アプリケーションによっては、フォールバック動作がわずかに異なります。それは未加工の翻訳キー表示です(お使いのアプリで_some.funny.dot.delimited.strin_を見たことがあるかもしれません)。ここには速度と正確性にトレードオフがあり、速度と最小限のオーバーヘッドを最適化することを選択しました。アプリの中には、正確性が i18nの頻度を落とす十分な理由になるものもあります。この場合は、そうではありませんでした。
最後の仕上げをする
新しくローカライズされたアプリケーションには、ユーザー体験を最適化するためにできることがいくつかあります。

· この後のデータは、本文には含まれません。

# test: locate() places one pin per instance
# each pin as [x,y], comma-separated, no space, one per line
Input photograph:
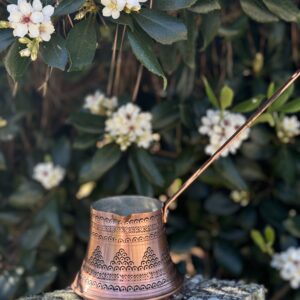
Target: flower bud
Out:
[4,24]
[25,52]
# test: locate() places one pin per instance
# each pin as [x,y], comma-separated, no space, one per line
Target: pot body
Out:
[127,258]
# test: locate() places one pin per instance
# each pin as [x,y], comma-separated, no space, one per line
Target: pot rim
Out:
[118,216]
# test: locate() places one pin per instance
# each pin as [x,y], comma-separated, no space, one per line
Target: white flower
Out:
[219,126]
[288,264]
[99,104]
[48,175]
[32,19]
[129,126]
[288,128]
[112,8]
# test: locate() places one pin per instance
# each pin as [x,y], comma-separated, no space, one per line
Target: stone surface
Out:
[195,288]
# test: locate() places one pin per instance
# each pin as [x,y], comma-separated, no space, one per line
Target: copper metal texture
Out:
[231,140]
[128,255]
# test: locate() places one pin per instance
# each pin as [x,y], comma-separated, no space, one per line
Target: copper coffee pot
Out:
[128,255]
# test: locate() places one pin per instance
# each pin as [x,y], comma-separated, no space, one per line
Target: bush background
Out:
[45,233]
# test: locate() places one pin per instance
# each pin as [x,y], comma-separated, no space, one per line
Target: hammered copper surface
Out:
[127,258]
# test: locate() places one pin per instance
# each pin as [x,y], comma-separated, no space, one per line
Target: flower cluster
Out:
[219,126]
[31,22]
[288,263]
[288,128]
[113,8]
[128,125]
[99,104]
[241,197]
[48,174]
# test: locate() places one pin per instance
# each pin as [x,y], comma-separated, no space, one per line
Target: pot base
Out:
[132,297]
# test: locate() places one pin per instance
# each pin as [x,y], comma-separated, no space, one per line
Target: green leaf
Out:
[190,46]
[164,115]
[66,7]
[210,94]
[270,235]
[145,55]
[226,97]
[6,38]
[124,20]
[173,4]
[82,44]
[257,11]
[258,240]
[33,236]
[227,169]
[40,282]
[50,214]
[140,182]
[16,66]
[271,90]
[291,107]
[148,167]
[248,105]
[209,27]
[220,205]
[61,152]
[87,122]
[292,225]
[84,141]
[103,160]
[27,195]
[284,9]
[161,27]
[9,284]
[54,53]
[206,6]
[280,101]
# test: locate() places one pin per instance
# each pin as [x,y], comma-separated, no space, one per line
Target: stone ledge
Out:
[195,288]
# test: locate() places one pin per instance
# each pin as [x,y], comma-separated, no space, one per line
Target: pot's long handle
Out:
[231,140]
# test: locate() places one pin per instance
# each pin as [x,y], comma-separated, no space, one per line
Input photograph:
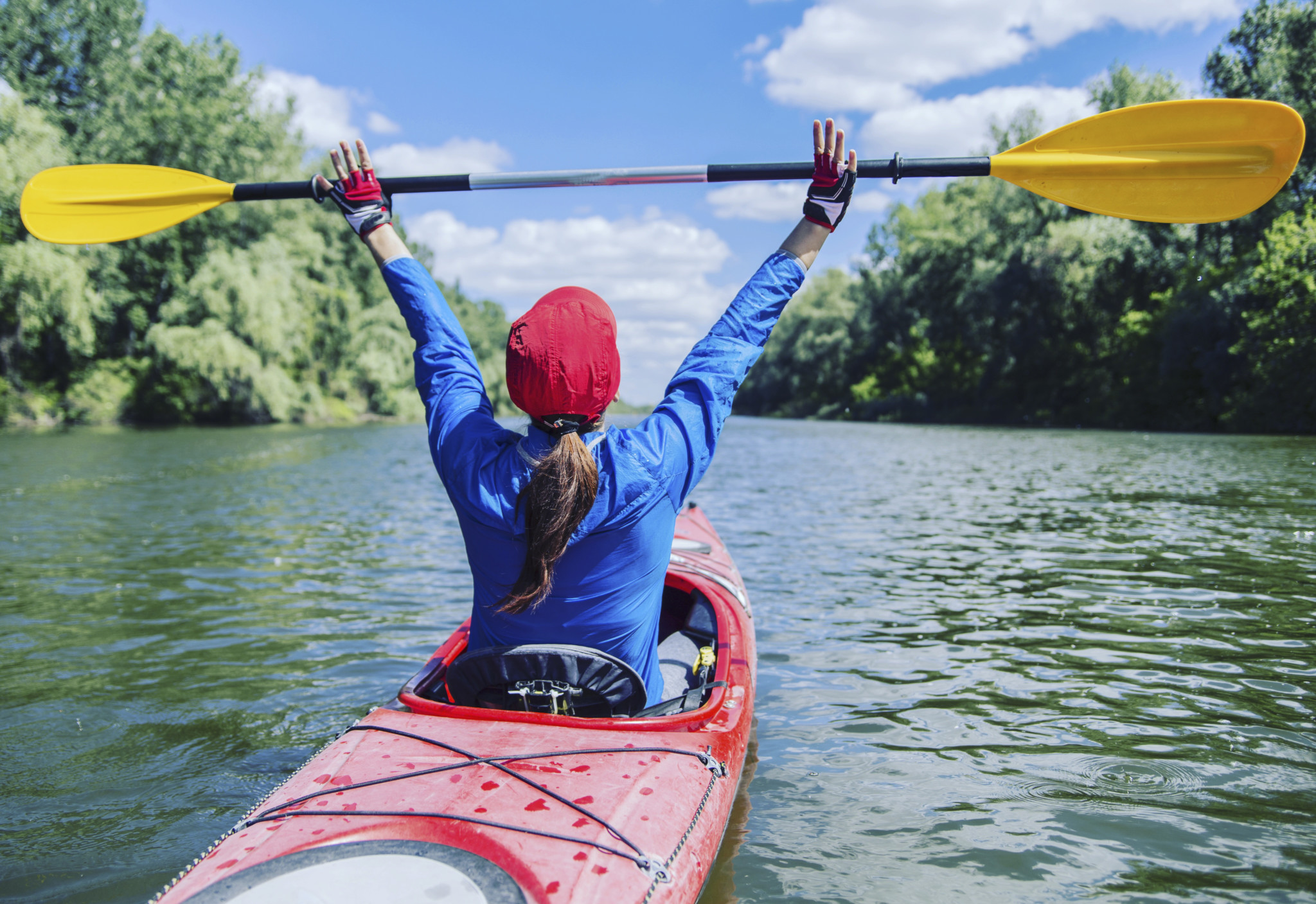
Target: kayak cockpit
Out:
[562,679]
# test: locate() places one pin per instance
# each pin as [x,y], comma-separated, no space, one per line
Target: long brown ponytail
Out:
[558,497]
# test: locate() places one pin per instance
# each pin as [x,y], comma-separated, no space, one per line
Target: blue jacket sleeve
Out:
[682,433]
[462,432]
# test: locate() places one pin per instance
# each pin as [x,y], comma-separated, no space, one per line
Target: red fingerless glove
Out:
[830,194]
[361,199]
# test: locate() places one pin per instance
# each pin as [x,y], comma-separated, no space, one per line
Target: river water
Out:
[1009,665]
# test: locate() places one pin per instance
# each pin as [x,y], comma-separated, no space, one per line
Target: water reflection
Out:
[1012,665]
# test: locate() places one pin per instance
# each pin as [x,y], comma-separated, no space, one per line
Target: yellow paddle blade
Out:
[1180,161]
[112,202]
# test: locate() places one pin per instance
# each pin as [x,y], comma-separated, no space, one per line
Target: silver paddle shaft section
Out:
[640,175]
[893,169]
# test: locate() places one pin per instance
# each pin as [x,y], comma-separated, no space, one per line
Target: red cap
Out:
[562,355]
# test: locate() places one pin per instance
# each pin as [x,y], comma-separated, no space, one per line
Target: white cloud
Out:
[321,112]
[874,54]
[654,271]
[453,155]
[870,202]
[778,202]
[766,202]
[380,124]
[882,56]
[958,125]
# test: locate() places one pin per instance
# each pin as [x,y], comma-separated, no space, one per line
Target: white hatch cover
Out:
[394,878]
[366,871]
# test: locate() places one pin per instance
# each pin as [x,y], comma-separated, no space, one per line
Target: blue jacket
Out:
[607,589]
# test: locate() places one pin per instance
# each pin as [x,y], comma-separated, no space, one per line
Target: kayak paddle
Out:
[1178,161]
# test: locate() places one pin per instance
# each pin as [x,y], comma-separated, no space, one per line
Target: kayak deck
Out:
[517,806]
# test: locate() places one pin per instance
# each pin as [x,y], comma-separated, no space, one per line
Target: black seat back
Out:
[551,678]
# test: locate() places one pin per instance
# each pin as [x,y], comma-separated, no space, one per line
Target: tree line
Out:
[252,314]
[983,303]
[978,303]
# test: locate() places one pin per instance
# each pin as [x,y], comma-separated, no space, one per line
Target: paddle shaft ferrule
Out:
[894,169]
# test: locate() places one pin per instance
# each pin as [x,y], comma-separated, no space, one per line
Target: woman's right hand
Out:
[833,177]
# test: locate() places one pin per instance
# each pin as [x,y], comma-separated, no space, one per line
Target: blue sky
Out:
[456,87]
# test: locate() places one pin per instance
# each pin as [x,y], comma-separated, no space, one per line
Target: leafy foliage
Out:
[983,303]
[254,312]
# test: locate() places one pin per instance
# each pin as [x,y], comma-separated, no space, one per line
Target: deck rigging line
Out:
[650,865]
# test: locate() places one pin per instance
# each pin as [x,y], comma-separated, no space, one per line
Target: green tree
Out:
[1121,86]
[1272,56]
[66,54]
[252,312]
[807,364]
[1278,389]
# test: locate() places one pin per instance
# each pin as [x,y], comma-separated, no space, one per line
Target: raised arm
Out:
[448,377]
[683,429]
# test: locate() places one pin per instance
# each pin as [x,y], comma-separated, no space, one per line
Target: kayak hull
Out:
[562,808]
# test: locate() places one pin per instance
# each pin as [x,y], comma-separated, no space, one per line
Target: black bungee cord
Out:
[645,862]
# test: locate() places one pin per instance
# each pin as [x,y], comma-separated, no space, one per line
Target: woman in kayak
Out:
[569,528]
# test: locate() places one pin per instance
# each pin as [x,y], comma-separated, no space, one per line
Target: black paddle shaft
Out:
[894,169]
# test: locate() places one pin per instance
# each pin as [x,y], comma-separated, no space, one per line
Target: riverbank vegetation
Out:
[978,303]
[982,303]
[256,312]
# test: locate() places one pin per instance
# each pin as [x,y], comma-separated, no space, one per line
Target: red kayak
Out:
[520,774]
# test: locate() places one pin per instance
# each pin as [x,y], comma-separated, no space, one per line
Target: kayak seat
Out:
[549,678]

まず、パフォーマンスの低下がないことを確認します。当社のアプリケーションに、ユーザーがページをレンダリングする前に翻訳済み文字列のすべてを取得させると、これが確実にできます。したがって、アプリケーションがページのコンテンツをレンダリングする必要がある場合に限り、翻訳カタログを非同期で取得すると、すべてが円滑に実行できます。ParcelやWebpackのような動的インポートステートメントをサポートするモジュールバンドラーで利用できるコード分割機能で簡単にできるようになっています。

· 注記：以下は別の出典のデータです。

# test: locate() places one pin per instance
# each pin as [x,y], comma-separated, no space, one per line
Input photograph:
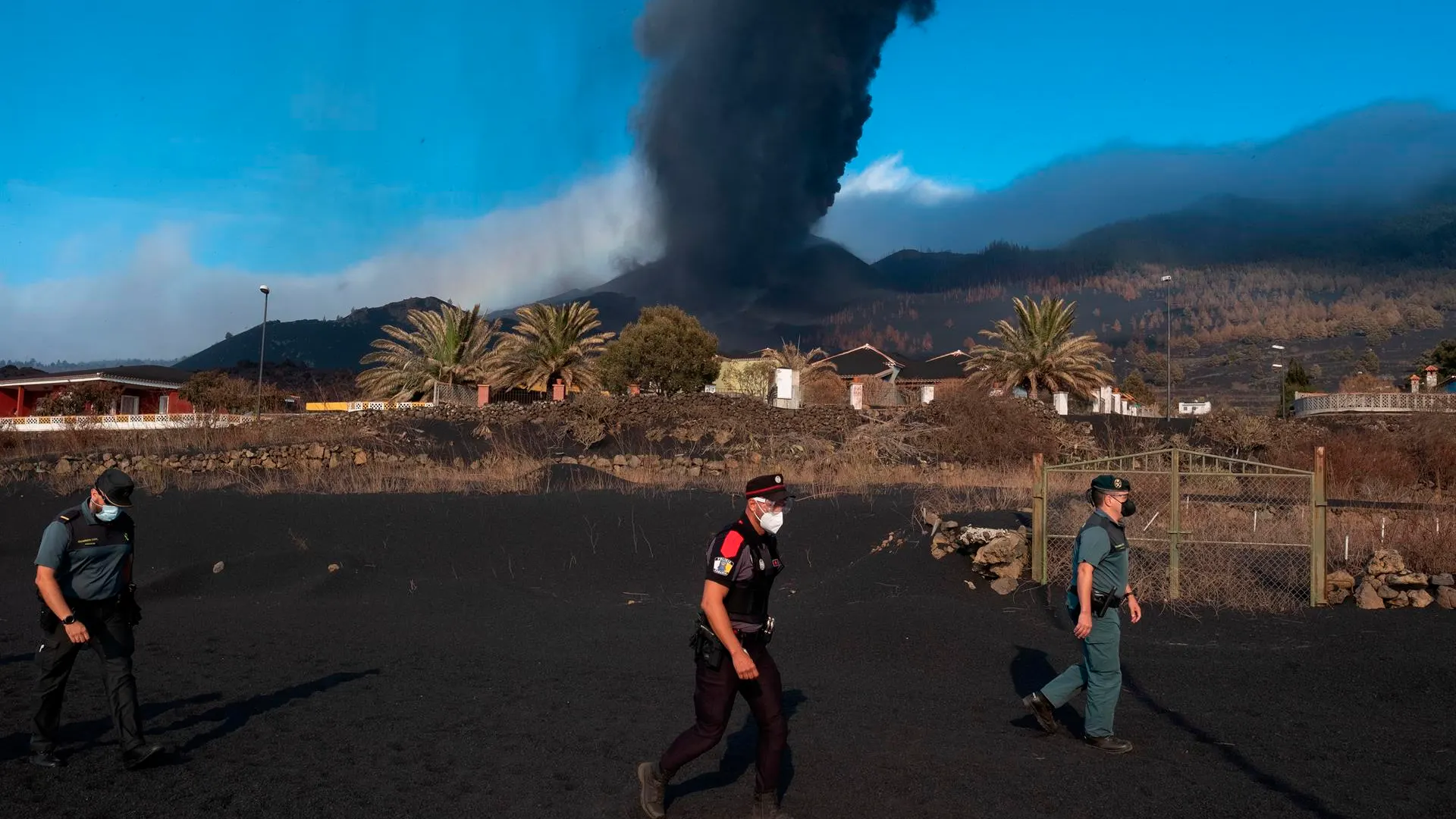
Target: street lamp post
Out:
[1168,280]
[262,350]
[1279,382]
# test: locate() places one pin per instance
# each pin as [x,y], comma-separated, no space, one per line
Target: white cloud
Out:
[890,177]
[164,303]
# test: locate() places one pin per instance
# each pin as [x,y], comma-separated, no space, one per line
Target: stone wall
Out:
[1386,583]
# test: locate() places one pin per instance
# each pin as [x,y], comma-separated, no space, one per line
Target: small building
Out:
[145,390]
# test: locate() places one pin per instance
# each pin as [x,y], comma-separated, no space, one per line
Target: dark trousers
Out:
[712,701]
[111,640]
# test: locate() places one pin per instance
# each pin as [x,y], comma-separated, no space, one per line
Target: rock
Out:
[1003,585]
[1408,580]
[1385,561]
[1366,596]
[1003,550]
[1012,569]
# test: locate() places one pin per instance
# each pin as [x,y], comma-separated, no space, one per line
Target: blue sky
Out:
[185,145]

また、ユーザーがいろいろなCloudflareのプロパティにアクセスする際にいつも使用言語を選択しなければならないという問題を取り除きたいと考えました。それを実現させるために、ユーザーがマーケティングサイトまたはサポートサイトでユーザーが選ぶ言語設定がダッシュボードを使うときに持続するようにしました(例示したすべてのリンクはフランス語です)。
次は何を?
ここまで様々なことを経験し、たくさんのことを学びました。i18nプロジェクトをすべて完了することは難しい(おそらく不可能)です。新しい言語での展開によって、隠れていたエラーが表面化し、新しい課題が明らかになるでしょう。コスト削減と効率性アップをして、予算面でのプレッシャーにも立ち向かわなければなりません。さらに、ユーザーのためにローカライズされた体験を向上する方法を見つけることも必要になります。

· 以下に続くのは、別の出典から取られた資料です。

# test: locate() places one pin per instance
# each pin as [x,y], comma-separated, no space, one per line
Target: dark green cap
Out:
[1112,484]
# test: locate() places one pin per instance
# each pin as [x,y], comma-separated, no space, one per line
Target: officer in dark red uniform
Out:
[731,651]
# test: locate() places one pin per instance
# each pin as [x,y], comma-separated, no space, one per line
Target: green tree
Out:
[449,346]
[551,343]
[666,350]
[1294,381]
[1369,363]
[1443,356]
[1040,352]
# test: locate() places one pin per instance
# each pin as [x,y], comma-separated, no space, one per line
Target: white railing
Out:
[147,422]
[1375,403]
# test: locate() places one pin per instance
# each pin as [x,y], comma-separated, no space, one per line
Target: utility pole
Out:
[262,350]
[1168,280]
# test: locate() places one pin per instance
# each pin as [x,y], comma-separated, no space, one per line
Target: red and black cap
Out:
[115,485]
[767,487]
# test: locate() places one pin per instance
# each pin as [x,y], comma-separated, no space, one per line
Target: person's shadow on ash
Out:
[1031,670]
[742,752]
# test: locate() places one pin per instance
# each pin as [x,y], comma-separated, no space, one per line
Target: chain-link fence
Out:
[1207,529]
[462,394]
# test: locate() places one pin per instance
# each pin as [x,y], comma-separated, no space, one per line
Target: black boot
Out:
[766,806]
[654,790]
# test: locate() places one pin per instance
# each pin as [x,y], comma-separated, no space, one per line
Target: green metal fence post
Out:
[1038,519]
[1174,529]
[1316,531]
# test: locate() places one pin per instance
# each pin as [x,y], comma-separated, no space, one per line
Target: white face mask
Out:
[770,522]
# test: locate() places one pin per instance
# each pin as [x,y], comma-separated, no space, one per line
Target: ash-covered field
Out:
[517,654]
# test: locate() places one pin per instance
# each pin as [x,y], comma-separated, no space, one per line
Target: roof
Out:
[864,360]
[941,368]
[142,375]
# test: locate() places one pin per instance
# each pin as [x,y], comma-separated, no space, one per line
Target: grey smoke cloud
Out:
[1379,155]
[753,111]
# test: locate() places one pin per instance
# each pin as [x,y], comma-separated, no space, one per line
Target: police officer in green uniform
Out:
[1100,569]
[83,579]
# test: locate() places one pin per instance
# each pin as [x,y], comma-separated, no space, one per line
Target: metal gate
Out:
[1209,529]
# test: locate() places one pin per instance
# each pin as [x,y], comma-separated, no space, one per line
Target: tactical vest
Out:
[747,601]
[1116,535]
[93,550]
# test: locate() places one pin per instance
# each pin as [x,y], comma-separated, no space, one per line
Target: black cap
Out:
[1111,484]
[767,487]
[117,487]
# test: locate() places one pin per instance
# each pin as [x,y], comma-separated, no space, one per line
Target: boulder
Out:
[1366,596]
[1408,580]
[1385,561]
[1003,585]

要改善のリストは長いですが、注目すべき点がいくつかあります。
コレーション(照合順序)。文字列の比較は、言語によって大きく変わります。アプリでデータリストやデータ表を辞書学的に分類するために書いたコードが、ユーザーによっては誤ったものになるでしょう。これはアルファベット(英語やスペイン語など)のような言語と対照的に、表語文字体系を用いる言語(中国や日本語など)で特に顕著です。
アラビア語やヘブライ語のように右から左に記述する言語をサポートします。
API応答のローカライゼーションは、チーム間で取り組みを調整しなければならないため、ユーザーインターフェースで静的コピーをローカライズするよりも難しくなります。マイクロサービスの時代に、各サービスを回す無数のテックスタック全体で機能するソリューションを見つけることは、非常に困難なこともあります。
マップをローカライズします。マップベースの視覚化ですべてのコンテンツが翻訳されていることを確認する作業を行います。
機械翻訳は近年、大きく発展してきましたが、人の監視なしで当社の翻訳を行うところまでには至っていません。しかし、翻訳レビュー担当者が正確さと論調を確認する前の最初の通過地点として、機械翻訳をさらに試していきたいと考えています。